The number represents more than half of those who have been vaccinated in the country, with 911,515 people having taken the vaccine as of Friday.
Other targeted persons are teachers, health workers and security officers.Some 160,468 health workers have been vaccinated in the country, followed by 142,624 teachers and 76,578 security personnel.Willis Akhwale, chairman of COVID-19 Vaccine Development Taskforce, said recently that the elderly are targeted because they are at severe risk and account for 60 percent of recorded deaths in the east African nation.
Since the outbreak of the disease in March 2020, 2,865 people have died in the country due to COVID-19 as of Friday.Kenya launched the vaccination program aon March 8, with the first phase targeting 1.25 million people at high risk of infection.
While many of Kenya’s elderly went to be vaccinated because they are among high-risk groups, young people have also taken the jabs because of the nature of their jobs.

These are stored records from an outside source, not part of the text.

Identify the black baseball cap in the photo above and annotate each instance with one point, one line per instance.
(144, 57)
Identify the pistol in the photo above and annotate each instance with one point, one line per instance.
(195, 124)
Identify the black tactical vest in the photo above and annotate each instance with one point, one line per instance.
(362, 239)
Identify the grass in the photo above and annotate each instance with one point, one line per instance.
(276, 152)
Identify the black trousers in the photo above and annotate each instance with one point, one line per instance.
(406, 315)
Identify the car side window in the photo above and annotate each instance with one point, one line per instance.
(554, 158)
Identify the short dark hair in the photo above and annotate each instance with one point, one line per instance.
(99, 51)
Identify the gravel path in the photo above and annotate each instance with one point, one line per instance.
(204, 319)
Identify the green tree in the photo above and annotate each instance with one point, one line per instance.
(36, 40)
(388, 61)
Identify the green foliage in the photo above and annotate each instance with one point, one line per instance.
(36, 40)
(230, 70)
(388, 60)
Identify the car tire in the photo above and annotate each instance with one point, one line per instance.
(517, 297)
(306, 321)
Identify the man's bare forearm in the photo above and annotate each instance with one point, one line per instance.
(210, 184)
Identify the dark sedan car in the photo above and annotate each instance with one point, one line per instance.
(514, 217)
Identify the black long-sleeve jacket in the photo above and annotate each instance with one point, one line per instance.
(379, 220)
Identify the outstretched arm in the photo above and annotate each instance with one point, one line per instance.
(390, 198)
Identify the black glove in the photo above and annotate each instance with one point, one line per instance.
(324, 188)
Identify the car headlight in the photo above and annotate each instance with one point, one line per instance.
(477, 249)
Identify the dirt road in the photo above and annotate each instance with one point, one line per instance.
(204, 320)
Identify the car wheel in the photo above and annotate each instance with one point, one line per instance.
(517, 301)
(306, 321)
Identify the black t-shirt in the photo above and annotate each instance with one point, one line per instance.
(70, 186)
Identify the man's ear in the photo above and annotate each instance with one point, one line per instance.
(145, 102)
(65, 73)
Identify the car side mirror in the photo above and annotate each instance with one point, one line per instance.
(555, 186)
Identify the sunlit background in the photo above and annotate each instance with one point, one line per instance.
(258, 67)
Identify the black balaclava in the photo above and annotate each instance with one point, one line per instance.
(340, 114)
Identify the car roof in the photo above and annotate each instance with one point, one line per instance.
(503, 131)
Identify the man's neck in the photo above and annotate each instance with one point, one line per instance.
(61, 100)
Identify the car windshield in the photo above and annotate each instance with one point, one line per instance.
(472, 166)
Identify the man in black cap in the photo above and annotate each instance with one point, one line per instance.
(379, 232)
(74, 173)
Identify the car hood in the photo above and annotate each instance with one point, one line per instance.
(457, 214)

“Our employer organized for us to take the vaccine because we handle cash and interact with tens of people daily,” said Caroline Nelima, a banker in Nairobi.Other professionals who have been vaccinated besides bankers, teachers, health workers and security officers, are journalists and long-distance drivers.
Kenya’s vaccination drive has, however, been hit by a shortage of the doses as India, the main supplier of the AstraZeneca vaccine, has suspended exports as its COVID-19 cases surge.
The east African nation is now working with Africa Centers for Disease Control and Prevention (Africa CDC) for assistance in procuring more vaccines, according to Kagwe.The total number of confirmed COVID-19 cases in Kenya rose to 162,666, with 1.7 million tests conducted as of Friday. And 110,653 patients have recovered from the pandemic.